Neil Gaiman is a novelist, comic book writer, and screenwriter. As much as he excels in these fields, he is at his best writing children's books. Already having written the brilliant Coraline and immensely successful The Graveyard Book, it's clear that Gaiman's imagination is a vast landscape with appeal for all ages. He has, once again, turned his attention to even younger readers with his tales of a bear named Chu.
In the first book, Chu's Day (now available as a board book), Chu, a young panda, is taken to dinner and even the circus by his parents. All the while, there is the constant threat of a sneeze for the poor little panda. No big deal except for his extraordinary skill. His sneeze can send out shock waves for miles, just strong enough to discombobulate people and places. He finally does so under the big top as animals, furniture, and even vehicles are sent careening about.
Chu's First Day of School follows the bear as he worries about the other kids not liking him. The kids being a little elephant, snake, fox, and snail among others, they share with their classmates what they like to do and special abilities. Chu tries his best to stay quiet, still scared he won't be accepted, until the teacher prompts him to participate. Unable to control himself with all of the chalk dust in the air, he summons his nose whirlwind, leaving the classroom in disarray. Once the shock passes, the other kids show their approval with huge grins.
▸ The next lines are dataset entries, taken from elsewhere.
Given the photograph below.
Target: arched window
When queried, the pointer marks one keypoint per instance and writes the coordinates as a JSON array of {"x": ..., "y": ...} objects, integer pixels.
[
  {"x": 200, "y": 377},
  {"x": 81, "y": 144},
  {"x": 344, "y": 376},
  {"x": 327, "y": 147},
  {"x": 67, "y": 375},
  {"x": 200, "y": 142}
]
The first book is a just a bit of fun while the second deals with the all-too common issue of a child trying to make friends. Gaiman has never been unlucky in the art department as Adam Rex (a kids' book vet in his own right) illustrates with such impressive depth texture that kids and adults alike may not want to turn the pages, barely resisting the urge to feel the lifelike mixed media animals.
Both the board book of Chu's Day and the storybook of Chu's First Day of School will be available on Jun 24.